You can start by discarding these triplicates containing unsightly lens flares. These images can't be salvaged. Unless you want to stick them on your wall.
Lens flare is a common technical mistake among amateurs who point their camera at the sun. A good way to ruin your camera's sensitive light sensor, not to mention your eyes.
Best practice while you're learning is to keep sun directly overhead or slightly behind your shoulder. You'll get better pictures that way.
If you're serious about learning photography, consider taking some structured courses online or at your community college. Join a local photography club and practice, practice, practice.
Snapshots are OK for sharing with friends & family on social media. But that's not what Stock customers come here for. Adobe's customers are paying for highest visual and technical quality to use in commercial projects like billboard & magazine ads, TV commercials, movies, merchandise like T-shirts, calendars, tote bags, etc...
To be a successful Stock contributor, think about what the customer will buy. Have a look at what other Stock Contributors are doing in your keyword category. Is your work as good or better than what's represented? As a customer, would you buy it? What would you use it for? These are important questions to ask yourself BEFORE submitting to Adobe Stock.
like big issues? critical issues? I dont see them. maybe they are not perfectly perfect, but I like them, I would use them. Dont you think they are beautiful anyway?

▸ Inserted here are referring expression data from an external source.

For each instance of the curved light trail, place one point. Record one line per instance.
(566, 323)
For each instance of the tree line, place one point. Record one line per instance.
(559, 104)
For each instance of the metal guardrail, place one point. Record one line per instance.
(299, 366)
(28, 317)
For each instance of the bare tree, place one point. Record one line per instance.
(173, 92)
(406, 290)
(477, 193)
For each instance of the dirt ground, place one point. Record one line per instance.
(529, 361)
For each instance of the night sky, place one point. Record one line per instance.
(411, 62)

besides that what previous users wrote it also could be if you did not give also a Model release alongside with the photos that this also could be an issue.
Also before you submit, please review the submission guidelines carefully and compare your work with other Stock inventory.
if you read the guidelines and follow those it should be no problem to get more representable Photos. Always have in mind that Stock Photography is not the same as Landscape or Portrait. Many users want to use those photos for commercial use so it has to be of good quality. Its more about how those Photos can be used for Advertisements, Posters, Flyers, etc. If you have such in mind it should be going better over time. Hope that helps.
Well, the first thing is - Adobe TOLD you why they rejected the images. Messages like "Quality problems" "technical issues", "IP violation", "artefacts" and many more. So please, for each image, share the exact reason that they gave. Because if we guess, we could waste your time by guessing wrong.